Furthermore, the documented capability of yeast supplementation to improve gut barrier integrity in dogs (Rummell et al., 2022; Cui et al., 2024), possibly by strengthening tight junctions and reducing low-grade inflammation, could enhance the efficiency of His absorption. Restoring barrier integrity likely supports optimal function of the specialized, active transport systems responsible for transcellular His uptake across enterocytes (Kiela and Ghishan, 2016). Improved epithelial health fostered by yeast could facilitate more effective absorption.
While His itself plays immunoregulatory roles (Schink et al., 2018), and lower fasted levels have been reported in dogs with enteropathies (Benvenuti et al., 2020), the lack of significant difference in postprandial His concentrations across weeks in the Trt group suggest absorption may be influenced by baseline fasted levels, but overall greater postprandial rise compared to fasted levels points towards enhanced availability potentially mediated by yeasts combined effects on luminal metabolism and gut barrier function. To the authors knowledge, no studies have reported on the effects of yeast supplementation on circulating His in any species, highlighting the novelty of these findings and the need for further investigation into these yeast-mediated mechanisms.

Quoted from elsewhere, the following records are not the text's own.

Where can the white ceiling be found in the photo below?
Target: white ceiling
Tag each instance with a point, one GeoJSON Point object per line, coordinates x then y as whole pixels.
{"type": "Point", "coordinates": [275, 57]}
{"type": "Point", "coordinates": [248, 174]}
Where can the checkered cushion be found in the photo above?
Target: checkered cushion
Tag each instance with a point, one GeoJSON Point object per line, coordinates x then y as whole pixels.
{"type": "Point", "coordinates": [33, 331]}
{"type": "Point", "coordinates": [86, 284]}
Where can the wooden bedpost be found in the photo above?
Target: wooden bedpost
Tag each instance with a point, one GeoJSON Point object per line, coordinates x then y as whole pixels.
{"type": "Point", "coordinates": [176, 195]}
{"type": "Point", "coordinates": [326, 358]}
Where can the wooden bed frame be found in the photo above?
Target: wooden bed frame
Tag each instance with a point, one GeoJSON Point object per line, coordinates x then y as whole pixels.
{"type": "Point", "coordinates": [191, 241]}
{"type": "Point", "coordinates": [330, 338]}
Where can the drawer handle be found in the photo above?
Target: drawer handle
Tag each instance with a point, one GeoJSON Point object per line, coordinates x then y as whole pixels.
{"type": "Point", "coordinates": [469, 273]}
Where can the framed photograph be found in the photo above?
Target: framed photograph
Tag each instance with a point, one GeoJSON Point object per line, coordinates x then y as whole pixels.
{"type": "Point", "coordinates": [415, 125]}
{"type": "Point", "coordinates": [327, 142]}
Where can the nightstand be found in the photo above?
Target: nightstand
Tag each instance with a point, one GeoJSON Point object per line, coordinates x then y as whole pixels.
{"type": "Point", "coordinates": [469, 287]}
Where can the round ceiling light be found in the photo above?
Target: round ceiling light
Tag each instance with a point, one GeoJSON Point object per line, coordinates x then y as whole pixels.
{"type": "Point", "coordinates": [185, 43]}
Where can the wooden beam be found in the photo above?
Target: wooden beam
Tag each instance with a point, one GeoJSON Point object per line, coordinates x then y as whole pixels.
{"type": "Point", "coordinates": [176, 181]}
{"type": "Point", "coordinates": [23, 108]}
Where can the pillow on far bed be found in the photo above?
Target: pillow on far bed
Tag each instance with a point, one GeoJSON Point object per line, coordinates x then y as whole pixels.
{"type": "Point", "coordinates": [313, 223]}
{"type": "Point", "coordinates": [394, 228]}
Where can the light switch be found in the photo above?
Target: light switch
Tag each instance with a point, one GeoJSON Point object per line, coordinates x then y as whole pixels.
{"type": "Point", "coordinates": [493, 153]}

Glutathione concentrations in weeks 4 and 8 were lower when pooled and compared to week −1 in the Trt group. This finding was somewhat unexpected, given that GSH is a key antioxidant (Shimada et al., 2015) crucial for maintaining cellular redox states (Jones, 2002), and Saccharomyces cerevisiae is recognized as a natural source of both GSH and its precursors, like S-acetyl-glutathione (SAG; Tahmasebi et al., 2016; Martello et al., 2023). Furthermore, in vitro experiments using porcine cell lines reported that yeast cell wall components could up-regulate GSH production under induced oxidative stress (Guo et al., 2019). However, the bioavailability of orally supplemented GSH is uncertain, and the in vitro results may not fully translate to the systemic in vivo response in healthy, non-stressed dogs.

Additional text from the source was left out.